How Indeemo helps you see what people actually do
At Indeemo, closing the say-do gap is core to what we do. The platform lets researchers capture real-world behaviour at scale, directly from participants' smartphones. Whether it's:
- Snacking rituals
- Budgeting habits
- Product trial journeys
- Home organisation or wellness routines
…we help brands watch these moments in their natural habitat. Participants share videos, photos, screen recordings, and texts. AI handles transcription and translation in 30+ languages. You can create subtitled highlight reels for stakeholders in minutes, so the people who need to see the behaviour can see it without wading through hours of footage.
Recruit from a global panel of 3 million+ participants. Run studies across markets at the same time. Go from fieldwork to insight faster than traditional methods allow. Read our full guide to mobile ethnography for more on running your first project.
Do you need to be a researcher to run a study like this?
No. Whether you're an experienced researcher or a brand team exploring mobile ethnography for the first time, Indeemo can support you.
Use the platform independently if you have the expertise in-house. Or partner with our Catalyst team for study design, recruitment, moderation, analysis, or the full project. If you have research ambitions but not the capacity to fulfil them, we can lend a helping hand as and when you need it.
Indeemo can be more than a platform. It can be a partnership.
Frequently asked questions
How is the say-do gap different from social desirability bias?
Social desirability bias is one of the causes of the say-do gap: the tendency to answer in ways that reflect well on ourselves. The say-do gap is the broader disconnect between reported and actual behaviour, driven by a mix of biases including social desirability, recall bias, and the intention-behaviour gap.
Can you close the say-do gap with a survey or focus group?

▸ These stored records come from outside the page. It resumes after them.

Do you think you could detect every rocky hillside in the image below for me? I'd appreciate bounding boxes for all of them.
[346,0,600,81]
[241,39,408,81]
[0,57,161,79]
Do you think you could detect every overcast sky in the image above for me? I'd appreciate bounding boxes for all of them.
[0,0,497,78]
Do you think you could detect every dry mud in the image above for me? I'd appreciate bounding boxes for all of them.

Not really. Any method that relies on asking people to recall and describe behaviour will inherit the same biases. Surveys and focus groups still have their place for measuring awareness, attitudes, or reactions to specific concepts. But they aren't designed to capture behaviour as it actually happens. Mobile ethnography is. Many teams use the two methods together, running a short mobile study as pre-tasking before a focus group or interview so participants arrive with real-world context already captured.
How long does a mobile ethnography study need to be to reveal the say-do gap?
It depends on the behaviour. Daily habits often reveal themselves in a focused 5–7 day study. Longer journeys, like a path to purchase or a new product trial, may need 2–4 weeks to play out naturally. The key is giving people enough time to settle back into normal patterns rather than performing for the first day or two.
Is the say-do gap bigger in some categories than others?
Yes. Categories where people feel judged (health, finance, alcohol, parenting) or where habits are automatic and largely unconscious (personal care, snacking, screen time) tend to show the widest gaps. Categories that are deliberate and visible (big-ticket purchases, formal events) tend to show narrower gaps.